2018年6月4日月曜日

企業結合、のれんと識別可能な無形資産の問題

こんにちは。イージフ の野口です。現在IASBが取り組んでいるのれんと減損のプロジェクトでは、のれんの算定から事後的な手続き、減損損失の認識に至るまで、さまざまな観点から現行基準の再検討が行われてきました。のれんの償却の要否、減損手続き自体の見直しも含めて根本からの問い直す姿勢で取り組まれてきたように思います。

財務諸表作成者である企業からみると企業結合時ののれんの算定、のれんの減損テストなど、のれんにまつわる規定は煩雑であるという声が根強くあります。一方、投資家を中心とする財務諸表作成者から見ると、突然巨額の減損損失が認識され企業の業績が一気に悪化するという場面に直面することが少なくなく、もっと早期に適切な額の減損損失が認識できたのではないかという、疑問が絶えません。

この両者からの相反する要望に応えるため、どのようにバランスをとるのか、ということが試されていたように思います。審議全体からは、現状では、減損という制度自体を維持するのが一番妥当であり、手続きも簡素化よりも有効性を重視した方向での改訂になったと言う印象です。

のれんの減損テストに関しては、

減損テストにヘッドルーム・アプローチを導入する

という大きな手続きの変更がなされることになりましたが、そのほかの変更は小さなものに限られ、手続きの簡素化につながる主な改訂は以下の2点のみです。

  • 使用価値の計算から、将来のリストラクチャリングまたは将来の拡張から発生すると見込まれるキャッシュ・フローを除外するという制約の削除
  • 使用価値を計算する際に税引き前のインプットを使用するという要求の削除
のれんの償却や減損テストのタイミングなどについて変更をしないことになりました。

ここでは、のれんの範囲についてIASB会議での議論を紹介したいと思います(主に2018年4月のIASB会議の内容になります)。

のれんの範囲については、現行基準では、企業結合時に識別可能な無形資産を認識することが要求されていますが、無形資産の識別にはコストがかかるという企業からの意見がありました。
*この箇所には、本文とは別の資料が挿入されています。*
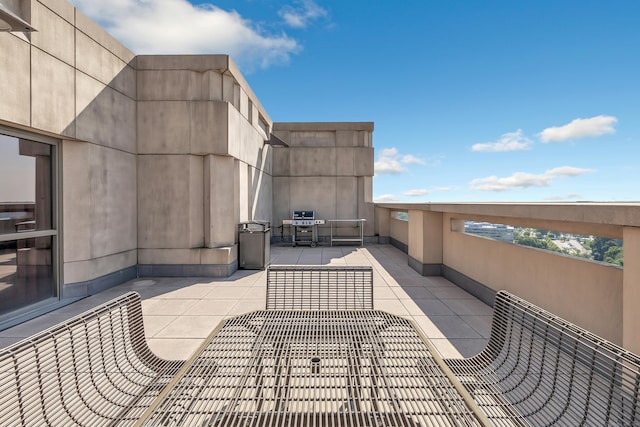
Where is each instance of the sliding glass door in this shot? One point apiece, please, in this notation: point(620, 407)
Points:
point(27, 224)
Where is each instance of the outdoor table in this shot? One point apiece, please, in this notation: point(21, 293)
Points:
point(324, 368)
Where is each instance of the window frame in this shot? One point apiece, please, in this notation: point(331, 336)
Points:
point(55, 232)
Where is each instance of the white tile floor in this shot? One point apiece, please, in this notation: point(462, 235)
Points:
point(180, 312)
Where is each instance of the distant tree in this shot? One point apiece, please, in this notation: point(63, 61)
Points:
point(545, 243)
point(614, 255)
point(600, 246)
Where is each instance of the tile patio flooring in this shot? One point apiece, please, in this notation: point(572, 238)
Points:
point(180, 312)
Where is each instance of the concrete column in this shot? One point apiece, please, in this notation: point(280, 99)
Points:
point(425, 242)
point(631, 290)
point(382, 224)
point(220, 221)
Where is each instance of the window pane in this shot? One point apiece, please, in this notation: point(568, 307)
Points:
point(25, 185)
point(26, 273)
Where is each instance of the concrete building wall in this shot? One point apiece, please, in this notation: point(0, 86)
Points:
point(327, 168)
point(73, 81)
point(203, 163)
point(160, 156)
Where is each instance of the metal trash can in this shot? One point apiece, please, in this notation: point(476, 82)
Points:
point(254, 238)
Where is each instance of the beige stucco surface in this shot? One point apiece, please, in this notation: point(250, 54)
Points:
point(327, 168)
point(631, 294)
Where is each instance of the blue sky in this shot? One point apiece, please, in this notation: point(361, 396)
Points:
point(472, 100)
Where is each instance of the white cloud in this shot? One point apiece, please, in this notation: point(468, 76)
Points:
point(388, 165)
point(302, 14)
point(416, 193)
point(178, 27)
point(391, 162)
point(410, 159)
point(525, 180)
point(385, 198)
point(568, 196)
point(579, 128)
point(512, 141)
point(389, 152)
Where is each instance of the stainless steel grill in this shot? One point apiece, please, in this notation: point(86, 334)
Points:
point(319, 287)
point(305, 227)
point(304, 368)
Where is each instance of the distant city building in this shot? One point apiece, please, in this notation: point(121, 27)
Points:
point(500, 232)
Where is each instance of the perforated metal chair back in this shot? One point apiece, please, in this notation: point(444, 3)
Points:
point(319, 287)
point(94, 369)
point(541, 370)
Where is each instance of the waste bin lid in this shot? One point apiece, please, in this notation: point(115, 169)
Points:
point(256, 225)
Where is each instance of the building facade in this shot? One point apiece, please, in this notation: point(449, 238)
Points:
point(122, 166)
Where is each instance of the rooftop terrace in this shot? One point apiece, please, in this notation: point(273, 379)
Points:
point(179, 313)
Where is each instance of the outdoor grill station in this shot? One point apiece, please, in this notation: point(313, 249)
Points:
point(304, 227)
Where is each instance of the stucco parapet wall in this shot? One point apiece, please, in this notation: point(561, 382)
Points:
point(222, 64)
point(322, 126)
point(613, 214)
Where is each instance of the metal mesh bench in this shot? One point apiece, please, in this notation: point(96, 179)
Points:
point(94, 369)
point(541, 370)
point(319, 287)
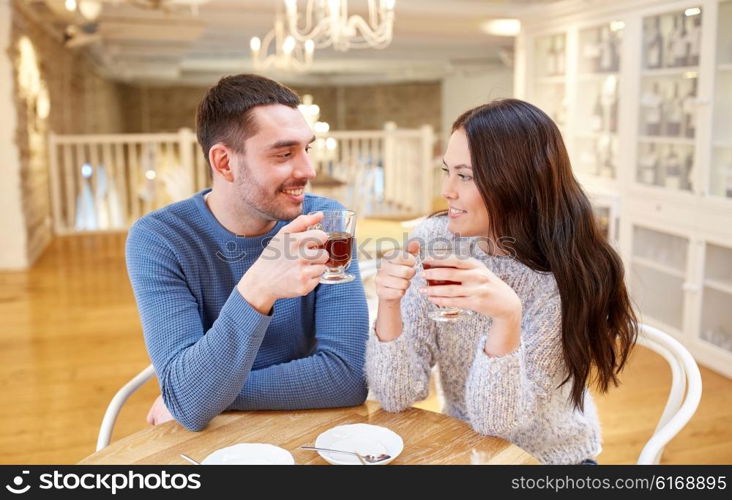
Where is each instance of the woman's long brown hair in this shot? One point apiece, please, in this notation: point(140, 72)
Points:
point(523, 173)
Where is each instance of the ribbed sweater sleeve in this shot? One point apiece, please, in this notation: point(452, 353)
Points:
point(200, 372)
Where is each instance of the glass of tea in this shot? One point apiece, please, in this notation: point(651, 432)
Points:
point(340, 225)
point(437, 250)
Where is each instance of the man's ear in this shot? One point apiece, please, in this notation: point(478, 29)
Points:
point(221, 158)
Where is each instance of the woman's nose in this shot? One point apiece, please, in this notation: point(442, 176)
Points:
point(447, 190)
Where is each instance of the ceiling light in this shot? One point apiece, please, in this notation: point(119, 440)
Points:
point(501, 27)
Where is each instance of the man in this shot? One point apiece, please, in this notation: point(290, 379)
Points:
point(227, 288)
そこで審議では、耐用年数を確定できない無形資産をのれんの金額に含めることが提案されていました。

この提案にはさまざまな意見が交わされたのですがが、従来通り、識別可能な無形資産をのれんから分離して認識すべきという意見が強く、無形資産をのれんに含める検討は今後継続しないことが決定しました。

提案に対しては、耐用年数を確定できない無形資産に対象を限定しているため大きな影響が生じないという見方もありました。企業からの要望を鑑みて、コスト軽減効果を重視する賛成意見もあったわけですが、全体としては否定的な意見の方が多数でした。のれんに他の無形資産も含まれ、のれんの中身が「ブラックボックス」となることで、減損テストの有効性に疑念を生じるといった、問題点が指摘されました。

この審議をもって主要な事項の審議が終わりました。のれんと減損に関しては、検討範囲は広かったものの、改訂につながった提案は少ない結果になったと思います。今回の改訂の目玉は、新アプローチであるヘッドルーム・アプローチです。改訂する内容が少ないこともあり、IASBでは次のステップとしてディスカッション・ペーパーを省略し、公開草案の公表を念頭に置いて審議を継続しています(公開草案を作成するという最終的な決定はまだありません)。

今後はヘッドルーム・アプローチがどのように規定されるのか、フォローしておくことが重要になると思います。